El auge de los agentes de inteligencia artificial promete transformar las finanzas descentralizadas, pero Fidelity Digital Assets advierte que el beneficio económico podría quedarse en las grandes corporaciones de infraestructura.
La narrativa actual sobre la inteligencia artificial en el mundo cripto se centra en la automatización. Los agentes de IA, capaces de ejecutar transacciones y gestionar carteras sin intervención humana, están rompiendo barreras de entrada históricas. Sin embargo, un análisis profundo realizado por Fidelity Digital Assets sugiere que esta democratización técnica podría no traducirse automáticamente en mayor valor para los inversores minoristas.

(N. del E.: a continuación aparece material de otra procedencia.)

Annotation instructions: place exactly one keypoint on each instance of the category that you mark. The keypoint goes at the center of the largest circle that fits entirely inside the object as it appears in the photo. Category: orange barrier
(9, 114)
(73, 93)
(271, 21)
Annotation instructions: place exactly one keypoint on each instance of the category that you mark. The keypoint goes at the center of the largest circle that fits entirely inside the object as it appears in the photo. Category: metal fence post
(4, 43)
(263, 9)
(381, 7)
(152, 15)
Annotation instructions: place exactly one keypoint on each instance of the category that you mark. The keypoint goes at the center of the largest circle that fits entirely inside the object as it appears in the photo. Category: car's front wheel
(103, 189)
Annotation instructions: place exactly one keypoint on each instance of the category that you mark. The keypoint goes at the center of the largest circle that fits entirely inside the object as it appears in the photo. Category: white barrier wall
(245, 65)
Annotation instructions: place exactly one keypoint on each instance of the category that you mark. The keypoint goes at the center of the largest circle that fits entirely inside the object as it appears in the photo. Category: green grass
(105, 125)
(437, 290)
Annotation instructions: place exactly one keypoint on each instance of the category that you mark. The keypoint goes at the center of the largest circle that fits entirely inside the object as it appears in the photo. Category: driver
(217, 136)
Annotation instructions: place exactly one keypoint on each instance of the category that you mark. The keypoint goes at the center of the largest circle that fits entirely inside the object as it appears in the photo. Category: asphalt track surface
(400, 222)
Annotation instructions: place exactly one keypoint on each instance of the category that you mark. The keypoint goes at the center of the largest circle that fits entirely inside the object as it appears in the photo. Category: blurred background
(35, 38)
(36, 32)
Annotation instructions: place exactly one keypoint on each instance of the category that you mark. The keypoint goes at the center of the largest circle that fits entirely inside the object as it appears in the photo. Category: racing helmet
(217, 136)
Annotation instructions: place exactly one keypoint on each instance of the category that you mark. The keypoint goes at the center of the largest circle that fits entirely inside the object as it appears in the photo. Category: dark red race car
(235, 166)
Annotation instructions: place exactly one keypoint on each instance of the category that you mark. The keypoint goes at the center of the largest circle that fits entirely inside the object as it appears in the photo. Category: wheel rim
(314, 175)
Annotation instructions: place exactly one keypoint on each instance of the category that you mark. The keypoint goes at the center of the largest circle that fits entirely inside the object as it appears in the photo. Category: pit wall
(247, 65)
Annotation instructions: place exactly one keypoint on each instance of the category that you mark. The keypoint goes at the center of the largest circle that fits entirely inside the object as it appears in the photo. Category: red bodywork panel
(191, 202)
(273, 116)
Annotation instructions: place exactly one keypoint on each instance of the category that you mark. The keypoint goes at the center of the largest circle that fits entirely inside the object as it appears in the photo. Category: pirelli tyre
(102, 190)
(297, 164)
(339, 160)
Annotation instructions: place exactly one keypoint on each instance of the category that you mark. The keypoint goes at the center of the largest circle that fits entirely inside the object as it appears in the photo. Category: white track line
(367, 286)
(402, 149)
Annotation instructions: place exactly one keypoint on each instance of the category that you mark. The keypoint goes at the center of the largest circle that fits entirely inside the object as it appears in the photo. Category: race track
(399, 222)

La captura de valor por la infraestructura
Según Max Wadington, de Fidelity Digital Assets, la dinámica del mercado está cambiando. A medida que la IA reduce las fricciones para el desarrollo y la participación, las ventajas competitivas se desplazan. Ya no se trata únicamente de quién tiene el mejor algoritmo o el código más eficiente, sino de quién controla los canales de distribución, la liquidez y, crucialmente, la integración regulatoria.
"Crypto fue construida para agentes de IA, no para humanos", señala la firma. Esta afirmación subraya un cambio de paradigma: el ecosistema está evolucionando hacia una economía de máquinas. En este escenario, las empresas que poseen la infraestructura establecida —como Coinbase, Stripe o Visa— están posicionadas para capturar la mayor parte del valor generado por estas transacciones masivas entre máquinas.
El nuevo estándar de confianza
La tecnología subyacente, aunque fundamental, deja de ser el único diferenciador. Los agentes de IA operan en un entorno donde la velocidad y la seguridad son críticas. Por ello, la confianza, la seguridad y la capacidad de cumplimiento normativo se convierten en los activos más valiosos. Las entidades tradicionales que logren integrar estas capacidades dentro de sus sistemas legados podrían dominar el mercado, dejando a los proyectos puramente tecnológicos en una posición secundaria.
En resumen, mientras la IA promete una eficiencia sin precedentes, los inversores deben estar atentos a cómo se distribuye el valor. El futuro podría no ser tan descentralizado como se imagina, con el control del valor fluyendo hacia las infraestructuras que garantizan la seguridad y la legitimidad en un entorno automatizado.